In a memory or caching tier, performance is paramount. When caching, the cached data is already secured in the storage tier, where data integrity is assured. Data is moved to the caching tier based on expected access patterns. In AI, this can be a temporary buffer for AI training data, or can be the critical user context data needed in KV cache for inference.
In the caching layer, the system architect can deliberately forego data protection schemes because they’re unnecessary; the data is already protected elsewhere. Thus, the cost, overhead, and performance implications of protecting data integrity are unnecessary. And forgoing these protections reduces latency and increases input-output operations per second (IOPS).
From an architectural standpoint, this means that an AI storage architect is basing their decisions on data durability, failure domain, and TCO, whereas an AI memory/cache architect is basing their decisions on performance and latency, and total QoS of their AI software stack.
Throughput vs IOPS/latency
In most AI workloads, there is one cardinal sin: do not starve the GPU! The GPUs are high-value components of every AI data center, and they only pay for themselves when they’re generating tokens. However, depending on which side of the network you reside, how you ensure you serve the GPU is very different.

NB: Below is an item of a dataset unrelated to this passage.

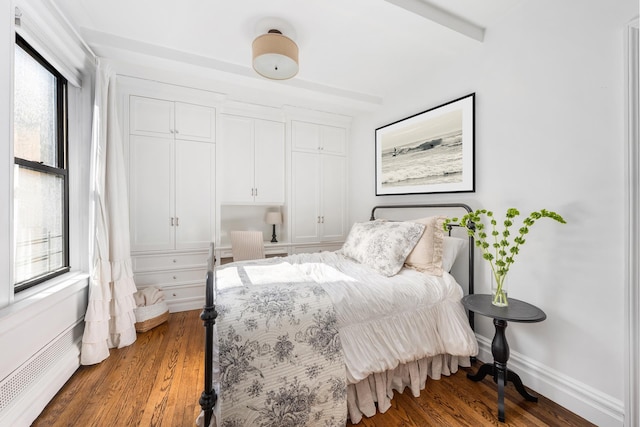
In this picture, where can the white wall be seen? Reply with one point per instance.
(549, 134)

For AI training, the GPU-adjacent tier of DRAM and flash exists as a buffer for the training data being served by the storage layer. Throughput is the goal, but these memories used as a buffer ensure that any upstream bottlenecks don’t starve the GPU by pulling data forward before the GPU requires it. In inference workloads, the situation flips. Because prompts are random and unpredictable, the demands upon the model and the KV cache do not lend themselves to sequential throughput. Latency and IOPS dominate. Thus, DRAM and flash dominate. And the flat storage architecture in this cache layer both increases performance while reducing overhead and cost.
However, on the storage side of the network, there are multiple layers of networking and data center infrastructure between storage and GPU. Each of these layers can add latency and bottlenecks to getting data from the storage system to the compute system. But the way storage is architected for resiliency becomes a benefit. The very same architectures that ensure data resilience—erasure coding and replication—increase the available throughput of data.

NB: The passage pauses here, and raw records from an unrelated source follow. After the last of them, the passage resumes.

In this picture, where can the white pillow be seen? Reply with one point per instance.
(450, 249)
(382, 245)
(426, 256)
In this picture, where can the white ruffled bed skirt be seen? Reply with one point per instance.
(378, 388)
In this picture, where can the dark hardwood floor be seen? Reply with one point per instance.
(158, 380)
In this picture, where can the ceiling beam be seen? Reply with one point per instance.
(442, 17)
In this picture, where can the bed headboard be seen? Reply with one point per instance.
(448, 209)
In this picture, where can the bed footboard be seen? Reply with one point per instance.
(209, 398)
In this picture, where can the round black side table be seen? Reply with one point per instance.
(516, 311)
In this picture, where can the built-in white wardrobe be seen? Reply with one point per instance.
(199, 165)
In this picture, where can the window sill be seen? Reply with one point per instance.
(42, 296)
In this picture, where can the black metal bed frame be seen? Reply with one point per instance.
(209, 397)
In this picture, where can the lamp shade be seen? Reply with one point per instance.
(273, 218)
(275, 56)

For AI training data stored in a distributed manner for resiliency purposes, the training set may be spread across hundreds or thousands of HDDs. While each individual HDD may not have latency or performance on par with SSDs, the aggregate throughput of the entire hardware pool can keep the caching layer full so the GPU never starves. For inference, the storage side of the network is accessed to pull relevant user context into the KV cache as soon as a new session is opened. During inference, data is mostly served by DRAM and flash, while the storage layer remains ready in case data either doesn’t exist, or fails to be read, in the caching layer.

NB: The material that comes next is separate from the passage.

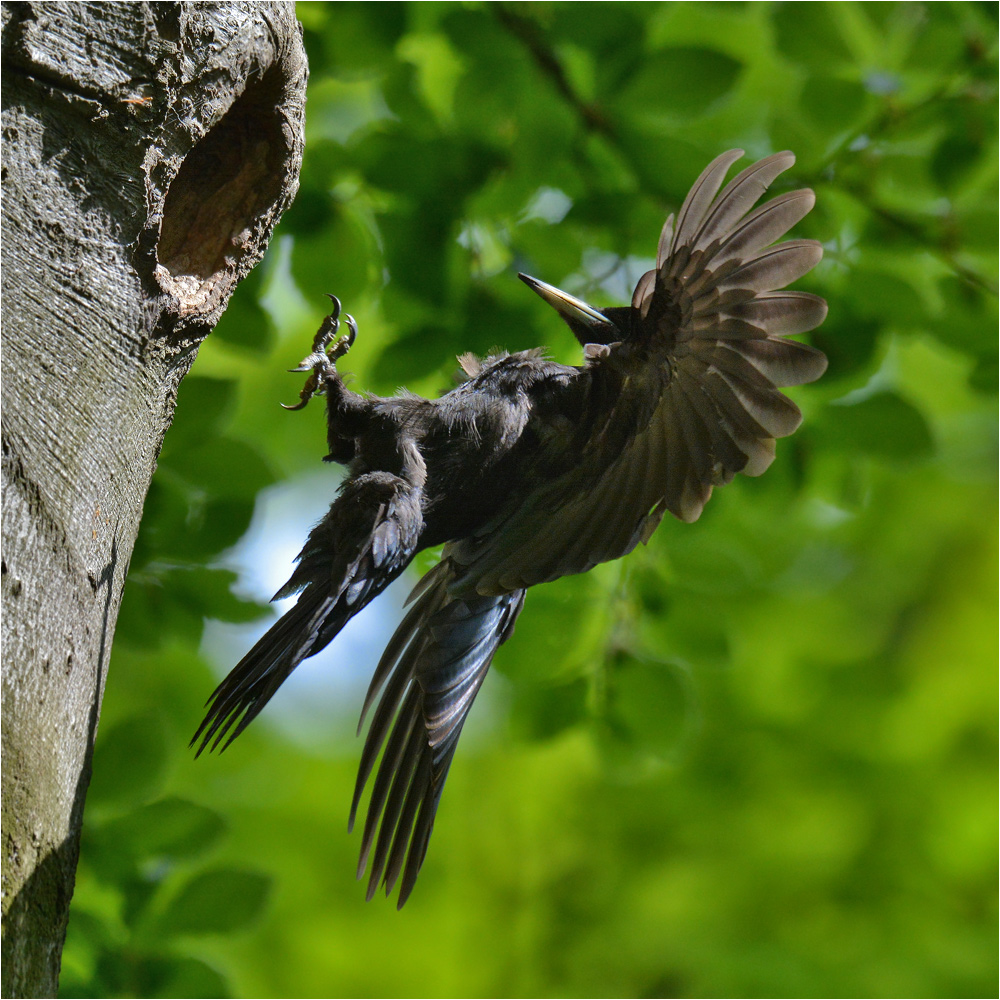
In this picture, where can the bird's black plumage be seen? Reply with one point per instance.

The demands of the layer determine the architecture
At AI scale, the distinction between storage and memory becomes critical. Systems are no longer constrained by compute alone, but by how efficiently data can be stored, protected, and accessed when and where it is needed.
Understanding the difference between memory and storage is not just a technical detail—it’s foundational to building AI infrastructure that can scale sustainably.